With money from these ventures he financed his haute couture which has famously graced varying frames from comedian Leslie Jones, actress Christina Hendricks, actor Billy Porter, and former FLOTUS Michelle Obama. Instead of only “sample size” runway models, he continued to send women of all races and sizes down his catwalk; a reflective symmetry of his customers.

Style rags may have refused to notice him, but soon the newspapers did. Social media did. Celebrities and consumers did. Publicity and sales increased. Slowly, other labels took note and opted to strip off their privileged and exclusive veneer. Models became more diverse and clothing sizes increased.

He was accepted into the CFDA in 2013.

Meanwhile, Christian filled his atelier with sewers and salespeople of different ethnicities and backgrounds, creating a workplace that informs the product.

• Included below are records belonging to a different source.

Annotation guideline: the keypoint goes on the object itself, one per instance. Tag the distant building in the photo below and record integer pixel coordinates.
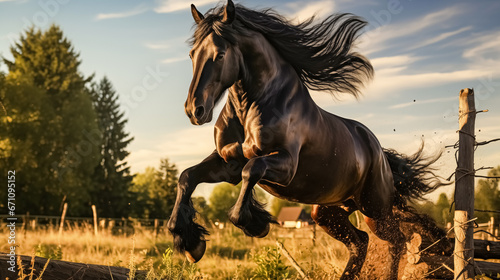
(294, 217)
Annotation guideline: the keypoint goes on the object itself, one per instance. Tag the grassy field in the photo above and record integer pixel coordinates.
(230, 254)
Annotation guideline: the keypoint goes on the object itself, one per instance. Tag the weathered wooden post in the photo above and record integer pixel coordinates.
(94, 211)
(63, 216)
(464, 188)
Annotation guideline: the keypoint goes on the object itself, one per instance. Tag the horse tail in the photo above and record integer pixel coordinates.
(414, 177)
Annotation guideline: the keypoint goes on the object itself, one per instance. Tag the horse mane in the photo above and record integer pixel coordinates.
(320, 52)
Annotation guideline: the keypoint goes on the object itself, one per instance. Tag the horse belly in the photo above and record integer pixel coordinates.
(321, 183)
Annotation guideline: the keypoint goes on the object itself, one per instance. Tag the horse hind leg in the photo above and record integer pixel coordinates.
(387, 228)
(335, 221)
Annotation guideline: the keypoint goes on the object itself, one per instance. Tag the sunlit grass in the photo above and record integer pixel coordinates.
(230, 254)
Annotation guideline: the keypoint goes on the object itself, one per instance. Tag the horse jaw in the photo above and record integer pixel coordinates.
(198, 252)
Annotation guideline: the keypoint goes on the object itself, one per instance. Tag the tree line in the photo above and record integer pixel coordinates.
(65, 136)
(62, 132)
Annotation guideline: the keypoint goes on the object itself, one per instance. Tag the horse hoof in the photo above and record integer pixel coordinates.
(264, 232)
(196, 254)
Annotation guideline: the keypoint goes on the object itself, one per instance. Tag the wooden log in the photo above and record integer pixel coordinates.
(483, 249)
(464, 188)
(441, 267)
(94, 212)
(62, 270)
(63, 216)
(292, 260)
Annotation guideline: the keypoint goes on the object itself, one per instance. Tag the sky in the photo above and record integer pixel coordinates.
(423, 53)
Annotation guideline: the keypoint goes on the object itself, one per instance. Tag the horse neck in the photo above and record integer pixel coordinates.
(264, 73)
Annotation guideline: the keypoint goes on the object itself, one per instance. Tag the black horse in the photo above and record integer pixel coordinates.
(271, 132)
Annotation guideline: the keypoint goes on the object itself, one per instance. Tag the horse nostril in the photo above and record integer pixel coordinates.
(200, 111)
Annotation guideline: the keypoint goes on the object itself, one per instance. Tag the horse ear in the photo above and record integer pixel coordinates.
(196, 14)
(229, 13)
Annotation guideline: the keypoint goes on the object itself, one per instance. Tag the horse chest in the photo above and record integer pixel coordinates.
(248, 137)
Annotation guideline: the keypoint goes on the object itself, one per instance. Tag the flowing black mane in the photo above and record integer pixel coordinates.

On The Daily Dish, Christian explains, “It's not enough to just make pretty dresses; you have to make sure they actually mean something or say something or have something behind the work.”

These men and women are the same people to whom Anna Wintour is now apologizing. In an open letter this summer, Anna addressed the lack of black leaders and staffers in her offices. She writes, “I want to say plainly that I know Vogue has not found enough ways to elevate and give space to Black editors, writers, photographers, designers and other creators. We have made mistakes too, publishing images or stories that have been hurtful or intolerant. I take full responsibility for those mistakes.”

Never mind that her use of “we” effectively dilutes her responsibility by directing it toward other culpable parties. Or that in her 30+ years at the helm of one American’s most powerful magazines she never advocated or practiced racial inclusivity. Moreover, as the purported arbiter of “culture and change” in one of America’s largest industries, her attitude tainted those of other fashion gatekeepers.

As Anna’s controversial atonement spirals through the internet, websites and publications laud Christian as a disruptor of the status quo she and her peers constructed.

Which is how, without guile or intent, Christian is re-defining the industry that rejected him.

On March 20, 2020, he made another decision which continues to help obviate the legendary megalomania of designer insiders.

A day or two after quarantine began, while watching a briefing in which Governor Cuomo reported a dearth of medical masks, Christian made a decision. And, like most of his decisions, he didn’t let it flip flop like a caught fish on a hot dock. He just tweeted it into the virtual universe.

“If @NYGovCuomo says we need masks my team will help make some. I have a full sewing team still on staff working from home that can help.”

About 30 minutes later, Cuomo tweeted his acceptance. “I didn’t expect the governor to tweet back!” Christian recalls. “We were up and running the next day.”

So Christian and his seamstresses of celebrated gowns began churning out one of the least sexy items on the planet.

Following his lead, numerous fashion houses traded in their Italian-mill linen for F.D.A. approved-cotton blends. Doing so enables them to keep their tailors and dressmakers employed while helping to meet the demand for masks and gowns. 

By July, Christian’s atelier had sewn over 150,000 masks for over 30 locations in New York State. 

So what does this 34-year old do when he’s not revolutionizing the world? He muses about plans for a store in downtown Westport with his boyfriend, Kyle Smith. “It might be mixed, with wine and cheese… kind of like a curated NYC store.” He discusses which Westport resident he’d most like to wear one of his gowns, “Maybe I’ll go throw one on her door.” And he bemoans his mentees on Project Runway, “They’re all annoying, I’m like a mom telling her kids to do something because she wants them to be successful.” 

His mom may disagree. Of her own son’s drive for success Joye simply says, “It’s just who he is.” Then adds, “Oh, my boy! I miss him so much.”

*Anna Wintour is still Chairwoman of the Met Gala.